Z 5G będą najpierw korzystać mieszkańcy większych ośrodków miejskich: klienci biznesowi oraz indywidualni, którym zależy na bardzo szybkim internecie. Podobnie przebiegało to, gdy wprowadzaliśmy 3G i 4G. Obserwując sytuację na innych rynkach, wprowadzane taryfy na 5G są nieco wyższe od tych dla LTE, ale przecież zakres i parametry techniczne 5G są wielokrotnie bogatsze – mówi w rozmowie z Pulsem Biznesu Witold Drożdż, członek zarządu ds. strategii Orange Polska.
Przypomina, że obecnie Orange prowadzi największe w kraju testy łączności 5G pod względem zasięgu i zaangażowanej infrastruktury na terenie warszawskiej Ochoty i Powiśla. Możliwości sieci w warunkach miejskich sprawdza wybrana grupa klientów, pracowników i dziennikarzy, których operator wyposażył w telefony dostosowane do standardu 5G. W październiku rozpocznie podobne testy z Nokią w Lublinie.

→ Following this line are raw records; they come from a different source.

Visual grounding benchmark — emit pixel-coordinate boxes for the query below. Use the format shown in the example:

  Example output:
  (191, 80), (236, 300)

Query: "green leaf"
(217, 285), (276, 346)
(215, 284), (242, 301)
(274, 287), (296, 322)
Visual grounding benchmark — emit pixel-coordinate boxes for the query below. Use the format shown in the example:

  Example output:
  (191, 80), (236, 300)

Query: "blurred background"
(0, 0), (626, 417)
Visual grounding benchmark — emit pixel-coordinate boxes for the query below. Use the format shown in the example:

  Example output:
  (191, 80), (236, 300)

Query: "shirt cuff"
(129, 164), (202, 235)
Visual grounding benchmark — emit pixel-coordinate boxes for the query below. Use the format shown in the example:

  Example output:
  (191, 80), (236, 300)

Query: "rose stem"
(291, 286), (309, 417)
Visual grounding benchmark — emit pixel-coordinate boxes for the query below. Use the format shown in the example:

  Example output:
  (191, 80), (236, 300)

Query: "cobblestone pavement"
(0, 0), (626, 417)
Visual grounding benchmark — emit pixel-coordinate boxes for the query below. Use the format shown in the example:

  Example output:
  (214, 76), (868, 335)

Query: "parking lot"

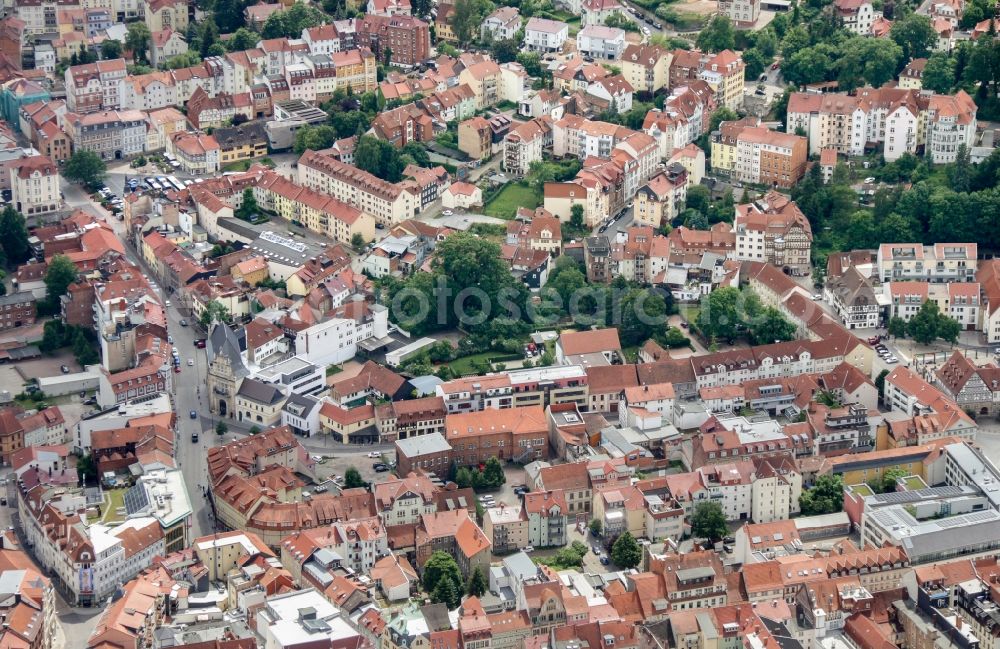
(313, 451), (396, 482)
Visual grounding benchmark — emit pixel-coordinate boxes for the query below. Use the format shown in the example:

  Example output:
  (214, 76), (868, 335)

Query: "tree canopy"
(691, 500), (729, 541)
(62, 149), (108, 188)
(799, 475), (844, 516)
(611, 530), (642, 570)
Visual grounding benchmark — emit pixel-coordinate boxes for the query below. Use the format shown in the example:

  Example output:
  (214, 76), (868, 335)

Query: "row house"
(785, 86), (977, 164)
(66, 110), (148, 160)
(375, 396), (447, 443)
(875, 243), (978, 283)
(355, 15), (430, 68)
(445, 406), (549, 466)
(298, 151), (420, 226)
(64, 59), (127, 114)
(501, 116), (552, 177)
(670, 50), (746, 110)
(733, 190), (813, 275)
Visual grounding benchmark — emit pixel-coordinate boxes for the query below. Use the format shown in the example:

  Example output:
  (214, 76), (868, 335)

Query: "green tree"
(935, 313), (962, 345)
(73, 328), (101, 367)
(451, 0), (494, 44)
(293, 124), (337, 155)
(613, 288), (673, 346)
(691, 500), (729, 541)
(226, 27), (259, 52)
(455, 466), (472, 489)
(76, 453), (97, 483)
(698, 286), (742, 340)
(354, 135), (405, 183)
(875, 467), (907, 493)
(261, 2), (326, 39)
(421, 550), (463, 593)
(906, 300), (947, 345)
(431, 576), (462, 610)
(684, 184), (718, 216)
(517, 52), (543, 77)
(889, 13), (938, 61)
(163, 50), (201, 70)
(748, 307), (796, 345)
(921, 52), (955, 94)
(695, 14), (736, 52)
(465, 566), (489, 597)
(875, 370), (889, 400)
(846, 210), (876, 250)
(101, 38), (122, 61)
(45, 255), (77, 310)
(62, 152), (106, 189)
(483, 457), (507, 487)
(799, 475), (844, 516)
(611, 530), (642, 570)
(344, 466), (368, 489)
(234, 187), (260, 221)
(0, 205), (31, 264)
(38, 320), (66, 354)
(198, 300), (232, 330)
(212, 0), (247, 32)
(125, 21), (150, 63)
(886, 316), (906, 338)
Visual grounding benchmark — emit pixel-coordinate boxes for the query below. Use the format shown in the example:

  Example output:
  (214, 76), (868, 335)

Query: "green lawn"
(483, 183), (542, 220)
(90, 488), (126, 525)
(447, 351), (524, 376)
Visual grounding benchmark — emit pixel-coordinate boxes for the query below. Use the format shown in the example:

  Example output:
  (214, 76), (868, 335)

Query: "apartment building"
(719, 0), (760, 27)
(833, 0), (882, 36)
(524, 17), (569, 53)
(502, 116), (552, 176)
(876, 243), (978, 284)
(480, 7), (521, 41)
(330, 47), (378, 95)
(64, 59), (127, 114)
(733, 190), (813, 275)
(633, 163), (690, 229)
(620, 43), (673, 93)
(734, 126), (808, 188)
(576, 25), (625, 61)
(9, 156), (62, 216)
(355, 15), (430, 68)
(298, 151), (420, 227)
(65, 110), (148, 160)
(167, 132), (221, 175)
(445, 406), (549, 466)
(785, 86), (977, 164)
(670, 50), (746, 110)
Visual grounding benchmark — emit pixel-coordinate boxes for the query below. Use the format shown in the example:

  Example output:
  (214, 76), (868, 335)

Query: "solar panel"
(125, 483), (149, 516)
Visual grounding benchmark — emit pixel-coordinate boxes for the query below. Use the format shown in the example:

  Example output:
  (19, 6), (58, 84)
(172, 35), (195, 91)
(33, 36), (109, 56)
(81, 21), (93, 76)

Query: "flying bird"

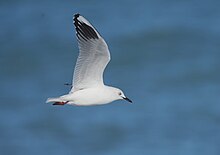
(46, 14), (132, 106)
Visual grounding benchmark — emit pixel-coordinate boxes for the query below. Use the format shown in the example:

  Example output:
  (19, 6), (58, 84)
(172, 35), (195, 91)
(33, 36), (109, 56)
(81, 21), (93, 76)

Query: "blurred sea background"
(0, 0), (220, 155)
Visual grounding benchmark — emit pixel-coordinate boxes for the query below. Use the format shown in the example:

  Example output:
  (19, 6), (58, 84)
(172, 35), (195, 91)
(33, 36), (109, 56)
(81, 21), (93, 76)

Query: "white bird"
(46, 14), (132, 106)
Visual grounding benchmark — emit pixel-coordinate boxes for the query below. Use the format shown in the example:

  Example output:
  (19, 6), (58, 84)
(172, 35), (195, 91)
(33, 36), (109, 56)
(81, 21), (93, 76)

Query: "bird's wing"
(71, 14), (110, 92)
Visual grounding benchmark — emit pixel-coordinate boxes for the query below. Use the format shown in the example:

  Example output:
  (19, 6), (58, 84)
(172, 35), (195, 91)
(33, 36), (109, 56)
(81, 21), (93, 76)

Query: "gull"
(46, 14), (132, 106)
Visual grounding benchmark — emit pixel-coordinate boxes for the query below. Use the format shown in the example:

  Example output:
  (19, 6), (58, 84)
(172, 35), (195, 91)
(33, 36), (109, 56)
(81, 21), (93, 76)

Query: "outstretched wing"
(71, 14), (110, 92)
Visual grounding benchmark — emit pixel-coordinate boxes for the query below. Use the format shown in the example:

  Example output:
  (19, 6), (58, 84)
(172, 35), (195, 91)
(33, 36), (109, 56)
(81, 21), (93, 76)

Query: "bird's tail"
(46, 97), (68, 105)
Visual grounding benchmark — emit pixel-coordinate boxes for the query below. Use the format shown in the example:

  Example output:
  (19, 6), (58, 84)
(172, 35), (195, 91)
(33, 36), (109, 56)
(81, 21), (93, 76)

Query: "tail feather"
(46, 97), (63, 103)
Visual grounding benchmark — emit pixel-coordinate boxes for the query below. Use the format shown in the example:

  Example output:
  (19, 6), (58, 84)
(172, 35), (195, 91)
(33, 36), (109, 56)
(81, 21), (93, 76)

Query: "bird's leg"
(53, 101), (69, 105)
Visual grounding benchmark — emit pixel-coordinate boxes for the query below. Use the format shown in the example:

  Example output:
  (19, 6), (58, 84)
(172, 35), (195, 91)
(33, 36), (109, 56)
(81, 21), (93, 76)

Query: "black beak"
(123, 97), (132, 103)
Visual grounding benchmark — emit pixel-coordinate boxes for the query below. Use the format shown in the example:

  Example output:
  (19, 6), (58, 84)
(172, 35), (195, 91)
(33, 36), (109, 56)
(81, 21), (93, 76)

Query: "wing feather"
(71, 14), (110, 92)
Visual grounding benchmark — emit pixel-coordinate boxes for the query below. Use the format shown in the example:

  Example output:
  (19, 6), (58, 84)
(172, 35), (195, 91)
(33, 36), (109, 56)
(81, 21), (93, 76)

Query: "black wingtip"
(73, 13), (99, 41)
(74, 13), (80, 19)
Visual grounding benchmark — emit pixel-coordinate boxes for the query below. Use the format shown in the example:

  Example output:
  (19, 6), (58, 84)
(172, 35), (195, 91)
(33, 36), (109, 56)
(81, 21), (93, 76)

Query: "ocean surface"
(0, 0), (220, 155)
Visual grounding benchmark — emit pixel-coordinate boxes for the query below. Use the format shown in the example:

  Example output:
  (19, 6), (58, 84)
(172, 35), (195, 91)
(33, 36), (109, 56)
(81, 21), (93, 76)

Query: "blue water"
(0, 0), (220, 155)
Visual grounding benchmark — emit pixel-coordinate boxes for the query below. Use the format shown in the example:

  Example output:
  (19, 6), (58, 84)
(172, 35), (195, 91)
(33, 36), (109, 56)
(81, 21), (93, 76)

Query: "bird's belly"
(69, 90), (112, 106)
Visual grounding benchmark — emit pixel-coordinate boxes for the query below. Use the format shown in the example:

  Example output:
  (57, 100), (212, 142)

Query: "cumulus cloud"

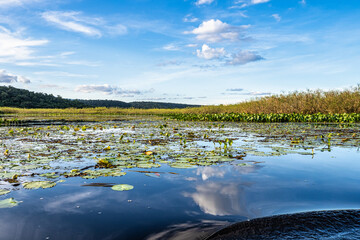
(0, 70), (30, 84)
(196, 44), (226, 60)
(75, 84), (146, 95)
(227, 51), (264, 65)
(195, 0), (214, 6)
(271, 13), (281, 22)
(233, 0), (270, 8)
(163, 43), (180, 51)
(185, 19), (247, 42)
(0, 26), (48, 63)
(42, 11), (102, 37)
(183, 14), (199, 22)
(41, 11), (127, 37)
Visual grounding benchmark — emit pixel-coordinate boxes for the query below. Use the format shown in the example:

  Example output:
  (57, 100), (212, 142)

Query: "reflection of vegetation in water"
(0, 117), (360, 203)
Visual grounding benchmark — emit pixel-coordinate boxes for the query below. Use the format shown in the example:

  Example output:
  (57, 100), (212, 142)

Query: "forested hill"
(0, 86), (86, 108)
(0, 86), (199, 109)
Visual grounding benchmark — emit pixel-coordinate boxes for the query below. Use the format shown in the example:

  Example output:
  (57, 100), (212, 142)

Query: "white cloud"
(106, 24), (128, 35)
(185, 19), (239, 42)
(195, 0), (214, 6)
(42, 11), (102, 37)
(231, 0), (270, 8)
(227, 51), (264, 65)
(163, 43), (180, 51)
(0, 26), (48, 63)
(271, 13), (281, 22)
(42, 11), (127, 37)
(186, 43), (198, 47)
(183, 14), (199, 22)
(0, 0), (39, 7)
(0, 70), (30, 84)
(196, 44), (226, 60)
(75, 84), (143, 95)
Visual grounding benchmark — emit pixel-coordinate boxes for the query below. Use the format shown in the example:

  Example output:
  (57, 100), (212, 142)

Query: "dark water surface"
(0, 120), (360, 240)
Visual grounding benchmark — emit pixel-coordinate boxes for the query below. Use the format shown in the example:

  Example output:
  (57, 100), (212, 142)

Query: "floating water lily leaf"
(23, 181), (56, 189)
(136, 162), (161, 168)
(237, 163), (251, 167)
(111, 184), (134, 191)
(40, 173), (60, 178)
(0, 189), (10, 195)
(0, 198), (19, 208)
(145, 151), (154, 156)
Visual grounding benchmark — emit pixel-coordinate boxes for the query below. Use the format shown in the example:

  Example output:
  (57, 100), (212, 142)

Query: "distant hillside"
(78, 99), (200, 109)
(0, 86), (199, 109)
(0, 86), (86, 108)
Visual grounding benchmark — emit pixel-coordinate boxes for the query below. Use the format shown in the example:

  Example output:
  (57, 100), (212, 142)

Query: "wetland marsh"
(0, 116), (360, 239)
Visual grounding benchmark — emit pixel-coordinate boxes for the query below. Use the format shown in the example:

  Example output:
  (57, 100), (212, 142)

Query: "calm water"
(0, 119), (360, 240)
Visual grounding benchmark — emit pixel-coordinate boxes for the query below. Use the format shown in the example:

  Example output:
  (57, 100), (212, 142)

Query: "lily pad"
(111, 184), (134, 191)
(0, 198), (19, 208)
(23, 181), (56, 189)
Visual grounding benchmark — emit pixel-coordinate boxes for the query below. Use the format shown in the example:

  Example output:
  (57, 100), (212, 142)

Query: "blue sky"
(0, 0), (360, 104)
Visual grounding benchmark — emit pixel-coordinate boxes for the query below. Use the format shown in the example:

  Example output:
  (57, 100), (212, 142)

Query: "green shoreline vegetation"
(0, 85), (360, 123)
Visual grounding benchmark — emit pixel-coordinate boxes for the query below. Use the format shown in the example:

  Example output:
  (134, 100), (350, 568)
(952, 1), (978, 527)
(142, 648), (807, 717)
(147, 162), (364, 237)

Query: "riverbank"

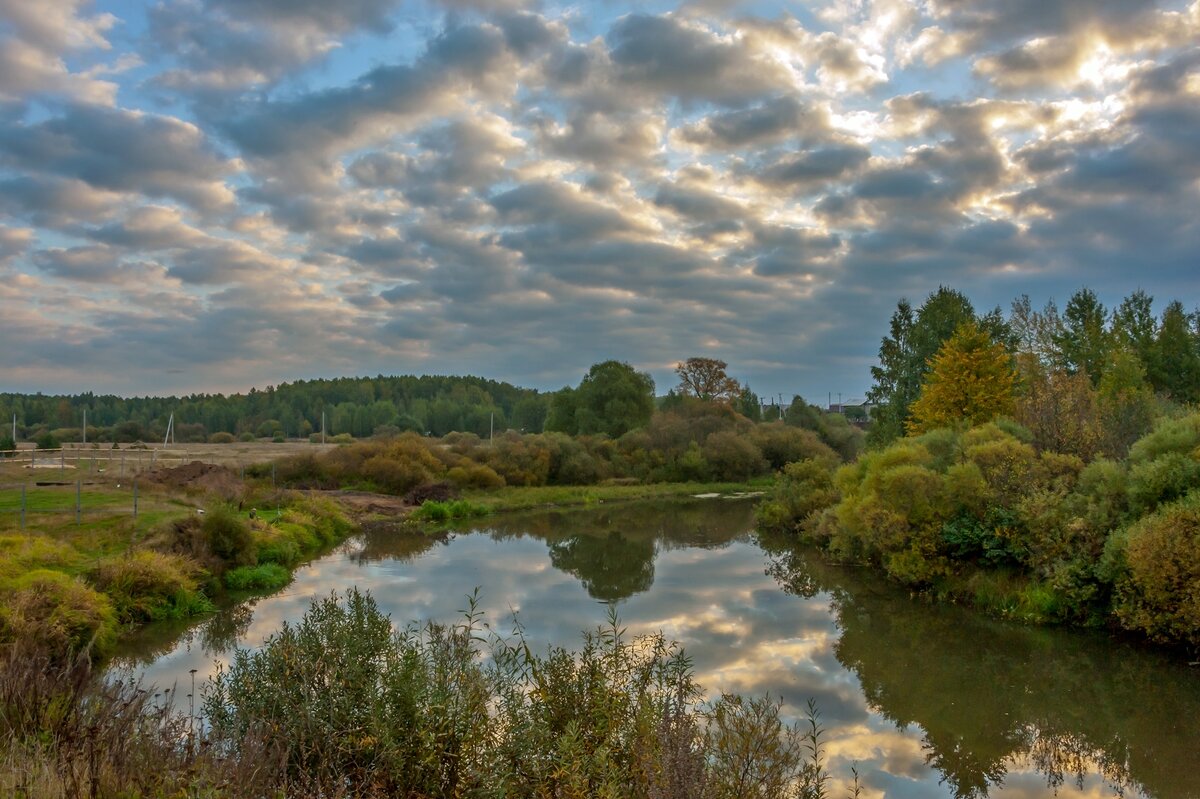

Równolegle przygotowuje się do zapowiadanej przez prezesa UKE aukcji częstotliwości, które umożliwią nam już komercyjne świadczenie usług 5G, przynajmniej na terenach zurbanizowanych. Zgodnie z oficjalnym harmonogramem aukcja powinna zostać rozstrzygnięta nie później niż w połowie przyszłego roku. Drożdż zapewnia, że Orange na pewno będzie wówczas przygotowany do tego, by niezwłocznie przystąpić do rozwoju infrastruktury i świadczenia usług. Dzięki temu do końca przyszłego roku 5G od Orange będzie już dostępne na terenie co najmniej jednego dużego miasta.
Ocenia on, że przedstawiony przez rząd harmonogram wdrażania 5G wydaje się być realistyczny oraz jest zgodny z potrzebami i oczekiwaniami rynku i postulatami branży telekomunikacyjnej. Zastrzega, że nie będzie 5G w Polsce bez harmonizacji tych norm do poziomu europejskiego.